Modernizing George Eliot - The Writer as Artist, Intellectual,
Proto-Modernist, Cultural Critic
Book description
George Eliot's work has been subject to a wide range of critical
questioning, most of which relates her substantially to a Victorian
context and intellectual framework. This book examines the ways in which
her work anticipates significant aspects of writing in the twentieth and
indeed twenty first century in regard to both art and philosophy. This
new book presents a series of linked essays exploring Eliot's
credentials as a radical thinker. Opening with her relationship to the
Romantic tradition, Newton goes on to discuss her reading of Darwinism,
her radical critique of Victorian values and her affiliation with the
modernists. The final essays discuss her work in relation to Derridean
themes and to Bernard Williams' concept of moral luck. What emerges is a
very different Eliot from the conservative figure portrayed in much
critical literature. 'K. M. Newton's Modernising George Eliot is a
necessary, even urgent book. With style, wit, insight and forcefulness,
Newton reads an Eliot for our times, as well as for her own.
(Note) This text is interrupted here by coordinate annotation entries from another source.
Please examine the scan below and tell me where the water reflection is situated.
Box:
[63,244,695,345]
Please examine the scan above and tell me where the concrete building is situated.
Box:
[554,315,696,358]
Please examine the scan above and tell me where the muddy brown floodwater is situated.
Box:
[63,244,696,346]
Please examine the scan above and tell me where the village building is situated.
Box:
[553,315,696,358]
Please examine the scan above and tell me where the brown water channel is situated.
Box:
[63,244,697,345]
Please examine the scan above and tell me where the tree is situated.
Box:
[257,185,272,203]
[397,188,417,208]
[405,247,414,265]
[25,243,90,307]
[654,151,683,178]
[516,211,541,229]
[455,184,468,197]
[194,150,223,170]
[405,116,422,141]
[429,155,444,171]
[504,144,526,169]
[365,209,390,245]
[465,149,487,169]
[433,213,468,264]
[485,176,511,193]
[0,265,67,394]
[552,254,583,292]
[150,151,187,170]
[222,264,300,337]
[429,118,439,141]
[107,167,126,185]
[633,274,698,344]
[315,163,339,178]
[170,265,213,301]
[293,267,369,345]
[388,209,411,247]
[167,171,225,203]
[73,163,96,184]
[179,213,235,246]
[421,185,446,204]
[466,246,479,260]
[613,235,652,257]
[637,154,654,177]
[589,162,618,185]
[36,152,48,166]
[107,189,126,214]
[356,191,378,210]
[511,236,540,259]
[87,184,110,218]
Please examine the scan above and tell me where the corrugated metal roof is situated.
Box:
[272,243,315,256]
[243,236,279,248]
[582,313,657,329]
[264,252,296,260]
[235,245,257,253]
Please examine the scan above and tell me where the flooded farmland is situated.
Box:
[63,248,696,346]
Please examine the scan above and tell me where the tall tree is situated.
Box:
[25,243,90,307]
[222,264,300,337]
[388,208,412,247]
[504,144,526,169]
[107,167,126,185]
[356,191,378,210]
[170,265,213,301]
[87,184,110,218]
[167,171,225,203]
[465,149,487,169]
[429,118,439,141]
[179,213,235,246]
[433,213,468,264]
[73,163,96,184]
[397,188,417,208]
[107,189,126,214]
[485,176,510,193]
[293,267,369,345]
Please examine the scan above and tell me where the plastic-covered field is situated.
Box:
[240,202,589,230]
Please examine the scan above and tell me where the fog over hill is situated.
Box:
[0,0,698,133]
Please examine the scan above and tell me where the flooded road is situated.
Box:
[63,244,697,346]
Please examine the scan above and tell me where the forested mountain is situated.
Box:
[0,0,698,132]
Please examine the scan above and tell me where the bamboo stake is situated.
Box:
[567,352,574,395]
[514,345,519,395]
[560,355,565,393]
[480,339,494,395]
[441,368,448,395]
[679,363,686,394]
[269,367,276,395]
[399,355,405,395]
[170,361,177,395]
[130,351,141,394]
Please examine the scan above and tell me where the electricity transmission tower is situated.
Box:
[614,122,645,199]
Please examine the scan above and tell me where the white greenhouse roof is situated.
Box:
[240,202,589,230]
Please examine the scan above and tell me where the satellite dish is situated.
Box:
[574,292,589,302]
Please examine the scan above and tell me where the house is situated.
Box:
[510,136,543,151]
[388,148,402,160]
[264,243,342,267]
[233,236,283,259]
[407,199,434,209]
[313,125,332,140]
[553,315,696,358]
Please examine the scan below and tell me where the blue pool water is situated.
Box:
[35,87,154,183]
Demonstrating with panache, an acute eye for detail and historical
significance, why Eliot should not be consigned to a literary heritage
marked 'Victorian' (all those books we should read but never do),
Newton's provocative and readable essays modernise George Eliot's novels
in ways that should make all readers want to return to her publications,
as if for a first time, with new eyes. An indispensable study, amongst
the most significant on Eliot in the last fifty years, Modernising
George Eliot should also modernise Eliot studies for quite some time to
come'. Julian Wolfreys, Professor of Modern Literature and Culture,
Loughborough University 'Modernizing George Eliot presents a George
Eliot for our time, making a powerful case for her as a writer who
anticipates modernism in her artistic sophistication and who is
intellectually closer to Derrida than to Dickens in her understanding of
the undecidable nature of political and ethical questions. Newton's
readings of Daniel Deronda and Impressions of Theophrastus Such are
particularly impressive in their attention to the subtlety of literary
discourse and the complexity of George Eliot's thinking. A timely
corrective to disparagement of her work on ideological grounds, these
essays make an important contribution to our understanding of the
novelist by demonstrating the radical nature of her intelligence.' John
Rignall, Reader in English and Comparative Literary Studies, University
of Warwick Newton is the first to argue that [Eliot's] intellectual and
ethical concerns, as well as her formal experimentation, anticipated
twentieth-century literary Modernism. Newton's Eliot emerges as a
self-conscious innovator who was ahead of her time. This is a major
contribution to our understanding of Eliot's place in literary and
intellectual history. -- Nancy Henry, Professor Of English, University
Of Tennessee - Knoxville, Us Ken Newton is Emeritus Professor of
English at the University of Dundee. He is the author or editor of ten
books, most recently Modern Literature and the Tragic (2009) and George
Eliot, Judaism and the Novels (2002).